During Atkins’ trial, another officer who worked on the case initially — the lead homicide detective — testified that he had been ordered to back off Atkins as a possible suspect and allow narcotics investigators to handle that part of the investigation. That detective said he was told that the drug investigators didn’t want anyone “screwing up our narcotics deals.” (The detective declined to speak on camera with “Dateline.”)

Another former police chief who the homicide detective said gave those orders is dead.

dateline (Courtesy Charlie Hibbs)dateline (Courtesy Charlie Hibbs)

dateline (Courtesy Charlie Hibbs)

In a statement to “Dateline,” a lawyer for the Bristol Police Department said local officials are aware of the allegations surrounding the investigation into Hibbs’ killing but are unable to comment because none of them worked for the township in 1991.
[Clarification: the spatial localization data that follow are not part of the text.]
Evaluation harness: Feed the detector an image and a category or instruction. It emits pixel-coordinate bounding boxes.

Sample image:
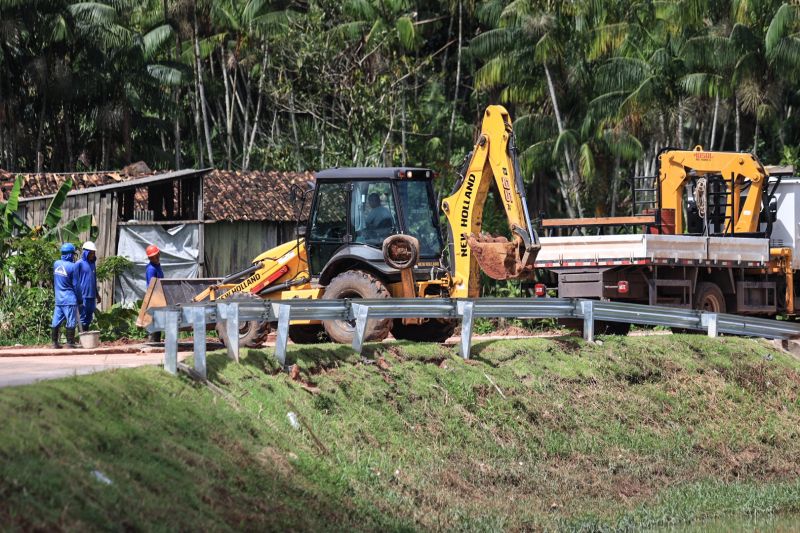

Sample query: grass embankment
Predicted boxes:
[0,335,800,530]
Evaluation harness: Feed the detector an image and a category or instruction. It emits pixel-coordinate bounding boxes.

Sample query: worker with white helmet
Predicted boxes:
[77,241,101,331]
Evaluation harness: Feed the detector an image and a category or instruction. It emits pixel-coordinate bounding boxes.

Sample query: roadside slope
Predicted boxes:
[0,335,800,529]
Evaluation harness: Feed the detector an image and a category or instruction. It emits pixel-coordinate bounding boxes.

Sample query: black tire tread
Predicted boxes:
[392,318,458,343]
[322,270,392,344]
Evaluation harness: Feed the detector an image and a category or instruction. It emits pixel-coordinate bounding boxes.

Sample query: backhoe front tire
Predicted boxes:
[392,318,458,343]
[322,270,392,344]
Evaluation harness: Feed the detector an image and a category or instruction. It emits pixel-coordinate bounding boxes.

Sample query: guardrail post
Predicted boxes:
[350,304,369,353]
[581,300,594,342]
[189,307,207,379]
[272,304,292,368]
[456,300,475,359]
[217,302,239,363]
[700,313,719,337]
[164,309,181,375]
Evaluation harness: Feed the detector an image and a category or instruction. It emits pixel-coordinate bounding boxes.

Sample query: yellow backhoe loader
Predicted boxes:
[138,106,539,346]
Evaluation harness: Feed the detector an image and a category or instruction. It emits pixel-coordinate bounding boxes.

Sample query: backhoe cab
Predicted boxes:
[137,106,540,346]
[305,168,444,286]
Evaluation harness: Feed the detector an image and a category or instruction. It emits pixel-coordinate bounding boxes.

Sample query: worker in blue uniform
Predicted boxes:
[77,241,101,331]
[144,244,164,342]
[50,242,83,348]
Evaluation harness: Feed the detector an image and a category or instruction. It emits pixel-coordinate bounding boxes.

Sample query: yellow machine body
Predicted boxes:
[658,146,768,235]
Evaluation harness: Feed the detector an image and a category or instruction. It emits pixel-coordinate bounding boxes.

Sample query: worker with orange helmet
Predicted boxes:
[145,244,164,342]
[145,244,164,287]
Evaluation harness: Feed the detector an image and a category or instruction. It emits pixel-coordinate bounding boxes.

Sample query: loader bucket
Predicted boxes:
[467,233,539,280]
[136,278,220,328]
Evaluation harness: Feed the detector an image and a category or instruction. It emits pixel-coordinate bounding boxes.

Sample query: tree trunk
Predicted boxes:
[36,93,47,174]
[447,0,463,158]
[62,107,75,172]
[708,93,719,151]
[753,113,758,156]
[400,87,406,166]
[289,87,303,172]
[544,63,583,218]
[242,43,269,170]
[733,96,742,152]
[441,8,455,78]
[192,75,205,168]
[611,154,620,217]
[192,0,214,167]
[219,45,236,170]
[100,130,109,170]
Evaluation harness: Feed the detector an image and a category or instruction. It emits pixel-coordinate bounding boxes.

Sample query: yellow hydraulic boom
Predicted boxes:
[658,146,768,235]
[442,105,540,298]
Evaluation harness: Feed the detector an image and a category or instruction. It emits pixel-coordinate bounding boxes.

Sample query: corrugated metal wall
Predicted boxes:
[205,222,295,278]
[19,192,117,309]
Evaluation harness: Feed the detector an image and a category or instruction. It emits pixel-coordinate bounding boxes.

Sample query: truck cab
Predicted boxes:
[305,167,444,285]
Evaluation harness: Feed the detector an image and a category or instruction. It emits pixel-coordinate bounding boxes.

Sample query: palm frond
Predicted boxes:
[395,17,416,50]
[142,24,173,59]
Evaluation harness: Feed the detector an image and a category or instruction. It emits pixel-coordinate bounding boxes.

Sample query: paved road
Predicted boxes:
[0,353,191,387]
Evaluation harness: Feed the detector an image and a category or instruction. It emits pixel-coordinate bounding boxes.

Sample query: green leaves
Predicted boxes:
[395,16,416,50]
[42,178,74,228]
[142,24,173,59]
[44,214,99,243]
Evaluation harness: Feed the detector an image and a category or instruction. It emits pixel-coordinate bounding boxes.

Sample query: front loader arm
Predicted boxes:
[194,239,310,301]
[442,106,540,298]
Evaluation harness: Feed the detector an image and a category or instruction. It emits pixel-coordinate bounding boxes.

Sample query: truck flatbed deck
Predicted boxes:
[536,234,770,269]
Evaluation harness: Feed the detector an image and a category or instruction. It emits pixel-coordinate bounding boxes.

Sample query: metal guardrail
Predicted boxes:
[147,298,800,378]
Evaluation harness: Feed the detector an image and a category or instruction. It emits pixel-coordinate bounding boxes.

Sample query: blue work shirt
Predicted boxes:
[76,250,97,300]
[53,252,83,305]
[144,263,164,287]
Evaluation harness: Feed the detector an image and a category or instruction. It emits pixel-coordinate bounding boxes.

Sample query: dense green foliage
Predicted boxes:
[0,0,800,216]
[0,335,800,531]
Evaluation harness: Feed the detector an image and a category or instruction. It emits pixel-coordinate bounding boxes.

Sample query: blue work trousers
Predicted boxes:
[50,305,78,329]
[80,298,97,329]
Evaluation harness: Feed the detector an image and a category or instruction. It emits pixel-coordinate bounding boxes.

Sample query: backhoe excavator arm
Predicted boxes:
[442,106,540,298]
[658,146,768,235]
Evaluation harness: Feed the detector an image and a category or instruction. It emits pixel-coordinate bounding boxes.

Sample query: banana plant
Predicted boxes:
[0,176,99,249]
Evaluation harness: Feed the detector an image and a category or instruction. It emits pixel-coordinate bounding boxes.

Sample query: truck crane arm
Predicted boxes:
[658,146,768,235]
[442,106,541,298]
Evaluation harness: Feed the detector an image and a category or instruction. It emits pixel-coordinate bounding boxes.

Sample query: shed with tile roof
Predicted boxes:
[0,165,314,305]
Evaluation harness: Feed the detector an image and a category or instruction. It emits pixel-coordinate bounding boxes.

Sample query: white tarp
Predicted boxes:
[114,224,200,307]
The statement noted that in 2015, a new police chief was tasked with restructuring and reorganizing the department. Two years later, the department was accredited by the state.

The chief “assures the Bristol Township community that all criminal investigations are handled with the utmost professionalism, integrity and compassion,” the statement says.

A $20 drug deal and a brutal killing

David Hibbs, 45, long believed that Atkins had something to do with his mother’s killing.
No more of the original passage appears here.